Prescription de l'obligation de paiement et revendication de propriété : l'articulation de ces notions rappelée par la Cour de cassation

Prescription de l'obligation de paiement et revendication de propriété : l'articulation de ces notions rappelée par la Cour de cassation

Cass. com., 19 nov. 2025, n°23-12.250

Ce qu'il faut retenir :

Dans cet arrêt, publié au Bulletin, la Cour de cassation est venue rappeler que, si la prescription de la créance du prix de vente libère l’acquéreur de l’obligation de payer, elle n’entraîne pas, à défaut de paiement, le transfert de propriété du bien.

L’action en revendication découlant d’une clause de réserve de propriété n’est pas soumise au délai de prescription relatif aux actions personnelles et mobilières prévu par l’article 2224 du Code civil.

Pour approfondir :

En l’espèce, en 2011, un vendeur a cédé un navire moyennant le paiement de la somme de 8.500.000 euros par l’acquéreur.

Aux termes de l’acte de vente, une clause de réserve de propriété a été stipulée au bénéfice du vendeur, lui accordant « la possibilité d’exercer son droit de réserve de propriété en cas de non-paiement de la totalité du prix. »

Le paiement n’est jamais intervenu, et l’acquéreur a, en 2017, vendu le navire à un tiers.

C’est dans ce contexte qu’en 2018, le vendeur a assigné l’acquéreur ainsi que le tiers aux fins d’invoquer le bénéfice de la clause de réserve de propriété, de rendre inopposable la revente du navire et d’en obtenir la restitution.

Dans un premier temps, le Tribunal de commerce a, par jugement du 2 mars 2020, déclaré l’action du vendeur prescrit.

Le vendeur a interjeté appel.

Dans un arrêt du 6 septembre 2022, la Cour d’appel de Montpellier a suivi le raisonnement du Tribunal de commerce, considérant l’action en revendication prescrite, en ce que la restitution du bien vendu sous réserve de propriété découlerait uniquement de l’inexécution par le débiteur de son obligation de paiement qui empêche le transfert de propriété de s’opérer.

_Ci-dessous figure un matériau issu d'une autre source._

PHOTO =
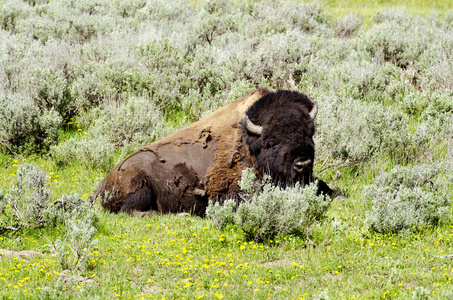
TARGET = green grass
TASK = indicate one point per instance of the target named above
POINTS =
(165, 256)
(171, 257)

Ainsi, la Cour d’appel de Montpellier a retenu que la réserve de propriété n’était que l’accessoire de la créance dont elle garantit le paiement, et que la demande de restitution du bien est nécessairement soumise à la même prescription que l’action relative à la créance garantie, de sorte que la mise en œuvre de la clause de réserve de propriété est subordonnée au succès de l’action visant à démontrer que l’obligation de paiement n’a pas été remplie.

C’est dans ce contexte que le vendeur s’est pourvu en cassation, soutenant que son action en revendication était fondée sur son droit de propriété et la clause de réserve de propriété convenue, et non sur la créance garantie.

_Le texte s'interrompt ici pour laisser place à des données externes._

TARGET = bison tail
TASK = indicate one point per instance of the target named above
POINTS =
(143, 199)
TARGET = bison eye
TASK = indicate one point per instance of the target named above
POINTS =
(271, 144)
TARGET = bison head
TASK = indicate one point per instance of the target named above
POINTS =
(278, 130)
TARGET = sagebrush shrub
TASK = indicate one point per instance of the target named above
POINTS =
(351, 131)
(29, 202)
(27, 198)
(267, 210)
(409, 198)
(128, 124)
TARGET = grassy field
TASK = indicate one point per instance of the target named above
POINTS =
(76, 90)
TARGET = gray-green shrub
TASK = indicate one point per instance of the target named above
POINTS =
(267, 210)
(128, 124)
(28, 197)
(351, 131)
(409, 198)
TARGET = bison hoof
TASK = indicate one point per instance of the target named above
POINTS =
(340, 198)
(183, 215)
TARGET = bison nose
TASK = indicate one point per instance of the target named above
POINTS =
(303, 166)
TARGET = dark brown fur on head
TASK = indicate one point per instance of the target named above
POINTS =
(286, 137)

Par sa décision du 19 novembre 2025, publiée au Bulletin, la Cour de cassation a cassé l’arrêt rendu par la Cour d’appel de Montpellier, estimant que la Cour d’appel avait violé les dispositions des articles 2224 et 2367 du Code civil.

Pour mémoire :

  • l’article 2224 du Code civil prévoit que « les actions personnelles ou mobilières se prescrivent par cinq ans à compter du jour où le titulaire d’un droit a connu ou aurait dû connaître les faits lui permettant de l’exercer».
  • l’article 2367 du Code civil dispose : « La propriété d'un bien peut être retenue en garantie par l'effet d'une clause de réserve de propriété qui suspend l'effet translatif d'un contrat jusqu'au complet paiement de l'obligation qui en constitue la contrepartie. La propriété ainsi réservée est l'accessoire de la créance dont elle garantit le paiement. »

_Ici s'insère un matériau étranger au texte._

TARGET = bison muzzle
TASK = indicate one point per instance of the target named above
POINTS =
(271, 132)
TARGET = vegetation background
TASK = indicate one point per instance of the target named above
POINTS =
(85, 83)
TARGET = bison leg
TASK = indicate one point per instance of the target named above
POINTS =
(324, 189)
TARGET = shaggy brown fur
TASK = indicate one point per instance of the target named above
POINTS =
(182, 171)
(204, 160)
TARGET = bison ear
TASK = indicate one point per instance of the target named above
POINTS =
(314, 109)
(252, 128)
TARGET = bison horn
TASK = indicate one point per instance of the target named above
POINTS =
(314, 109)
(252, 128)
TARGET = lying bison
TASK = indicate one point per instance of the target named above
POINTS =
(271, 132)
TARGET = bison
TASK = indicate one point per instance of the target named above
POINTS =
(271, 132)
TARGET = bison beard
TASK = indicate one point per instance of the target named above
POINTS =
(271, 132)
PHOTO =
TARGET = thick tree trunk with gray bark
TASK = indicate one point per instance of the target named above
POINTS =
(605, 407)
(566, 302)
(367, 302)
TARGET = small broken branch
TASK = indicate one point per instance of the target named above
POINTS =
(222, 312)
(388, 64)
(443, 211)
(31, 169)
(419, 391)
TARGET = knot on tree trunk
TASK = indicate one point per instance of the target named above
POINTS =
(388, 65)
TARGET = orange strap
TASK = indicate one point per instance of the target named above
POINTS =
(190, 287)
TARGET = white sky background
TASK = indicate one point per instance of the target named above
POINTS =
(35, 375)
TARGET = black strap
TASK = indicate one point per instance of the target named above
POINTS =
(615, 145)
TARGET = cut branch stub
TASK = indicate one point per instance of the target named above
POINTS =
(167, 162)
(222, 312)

En effet, la Cour de cassation, aux visas des deux articles susvisés, a jugé que si la prescription de la créance du prix de vente libère l’acquéreur de l’obligation de payer le prix, elle n’entraîne pas, à défaut de paiement, le transfert de la propriété du bien.

L’action en revendication du vendeur bénéficiaire d’une clause de propriété a pour source son droit de propriété sur le bien dont le transfert est soumis à la condition suspensive du paiement du prix, et non la créance personnelle de celui-ci sur le débiteur.

Par cette décision, la Cour de cassation énonce expressément que l’action en revendication d’un bien n’est pas soumise au délai de prescription quinquennale prévu par l’article 2224 du Code civil.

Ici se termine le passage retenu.